NB: This is the second post in a series of posts on web application security.

XSS covers a number of various attacks, but the common thread is that someone gets to execute code in the context of your web page and domain. Doing that, they can do all sorts of things, primarily collecting data from logged in users, like session IDs, or worse.

There are a number of things you can do to help minimize the impact of an XSS vector against your site—and you should do them, because the more complicated the app, the more subtle holes you’re likely to end up with. We’ll cover those later, but first, let’s cover the first level of due diligence. You need to:

  • …properly escape any user content that ends up in your pages’ HTML.
  • …not use tag or attribute blacklists.
  • …audit the source of data that ends up rendered.

Any template language worth using, like Django or Jinja2, will automatically HTML-escape anything variable you output, unless you take special steps not to. Don’t disable automatic escaping. Anything that needs to let HTML through should be opt-in, so you minimize the surface area of attack.

There is an interesting case with localization. For example, you might need to localize the string Hello, <span>Username</span>. Localization (L10n for short) 101 says you can’t do the simple thing:

_('Hello,') + ' <span>' + escape(username) + '</span>'

Because in some locales, the name will need to come first. And you can’t do the other simple thing, because it’s insecure:

_('Hello, <span>%s</span>') % username

In fact, in Jinja2, at least, interpolation marks the translated string as unsafe and will cause everything, even the <span> tags to get escaped.

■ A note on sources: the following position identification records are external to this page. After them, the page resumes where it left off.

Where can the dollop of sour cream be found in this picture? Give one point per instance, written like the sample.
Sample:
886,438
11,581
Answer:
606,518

For cases like this, we built a filter in Jingo (our Jinja-for-Django template adapter) that escapes input and then interpolates it, marking the final output as safe. An example from our code base, in Jinja2:

{{ _('<em>Editing</em> {title}')|fe(title=page.title) }}

Even if page.title has HTML in it, that will be escaped, but the <em> tags will not. This is getting into more complicated use cases, but it is possible, and critical, with L10n and other concerns, to default to escaping content.

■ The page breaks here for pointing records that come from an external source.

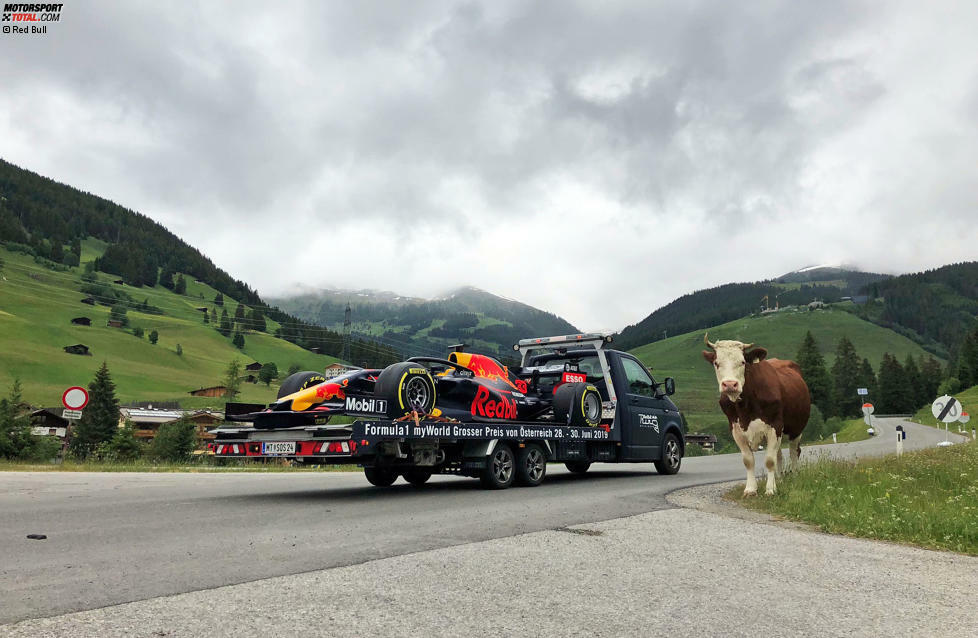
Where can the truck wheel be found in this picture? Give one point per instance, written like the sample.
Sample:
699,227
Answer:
577,404
299,381
380,476
531,466
416,476
672,455
406,386
500,468
577,467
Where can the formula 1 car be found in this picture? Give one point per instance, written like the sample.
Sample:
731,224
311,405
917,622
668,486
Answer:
463,387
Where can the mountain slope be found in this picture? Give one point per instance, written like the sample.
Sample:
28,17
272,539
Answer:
414,326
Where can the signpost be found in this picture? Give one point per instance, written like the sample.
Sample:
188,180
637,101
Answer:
74,399
946,409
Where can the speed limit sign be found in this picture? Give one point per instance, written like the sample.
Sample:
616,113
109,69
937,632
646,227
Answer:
946,409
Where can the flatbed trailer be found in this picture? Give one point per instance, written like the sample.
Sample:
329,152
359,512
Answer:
640,424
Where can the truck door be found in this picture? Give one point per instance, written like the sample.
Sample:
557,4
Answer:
643,412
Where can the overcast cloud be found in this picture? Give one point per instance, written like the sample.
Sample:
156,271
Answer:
594,159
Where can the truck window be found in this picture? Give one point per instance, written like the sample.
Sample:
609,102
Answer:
639,381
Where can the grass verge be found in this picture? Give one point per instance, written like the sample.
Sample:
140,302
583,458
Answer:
927,498
207,466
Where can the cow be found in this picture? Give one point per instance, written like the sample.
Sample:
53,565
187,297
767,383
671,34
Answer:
764,399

Sometimes you need to let some HTML through. For example, a blog with comments may want to let commenters use some HTML tags. To do this safely, use a white-list approach, and a tool like Bleach.

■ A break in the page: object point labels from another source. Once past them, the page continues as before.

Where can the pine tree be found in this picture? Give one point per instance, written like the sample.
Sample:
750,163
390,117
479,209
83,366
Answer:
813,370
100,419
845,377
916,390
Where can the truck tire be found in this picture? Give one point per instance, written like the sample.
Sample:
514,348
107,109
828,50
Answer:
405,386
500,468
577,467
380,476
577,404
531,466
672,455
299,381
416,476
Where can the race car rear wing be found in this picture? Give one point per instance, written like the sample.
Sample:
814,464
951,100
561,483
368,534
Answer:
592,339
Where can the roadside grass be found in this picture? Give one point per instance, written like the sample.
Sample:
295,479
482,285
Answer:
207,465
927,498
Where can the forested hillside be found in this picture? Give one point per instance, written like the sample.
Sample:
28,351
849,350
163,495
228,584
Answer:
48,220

comment = bleach.clean(comment, tags=['em', 'strong', 'br'])

Bleach will not only escape any tags not in the whitelist, it will also close unbalanced tags so you won’t have a stray <b> or <div> ruining your whole page’s layout.

On JavaScript

Because I just fixed this bug, I’d like to talk about JS a bit.

It’s easy, even with JS frameworks, to simply put together a string of HTML and add it to the DOM via innerHTML. If user data ends up in one of these strings, you can have a problem. For a very simple example:

var stuff = '<h2>' + username + '</h2>';
document.getElementById('#subhead').innerHTML = stuff;

Now username doesn’t need to be escaped as JavaScript, but as HTML. Even if it came from the server packaged safely as a JS string, you’re still creating an XSS vector.

The route I chose, because it was expedient, was essentially to implement Python’s markupsafe.escape or PHP’s htmlspecialchars() in JS.

But if you’re starting from scratch or from a place where you already have a DOM node, you can generally use a JS framework to help you. For example, in jQuery, the .text() method uses the DOM’s .createTextNode and so escapes any special characters:

$('#subhead h2').text(username);

At least in the latest jQuery, that’s safe.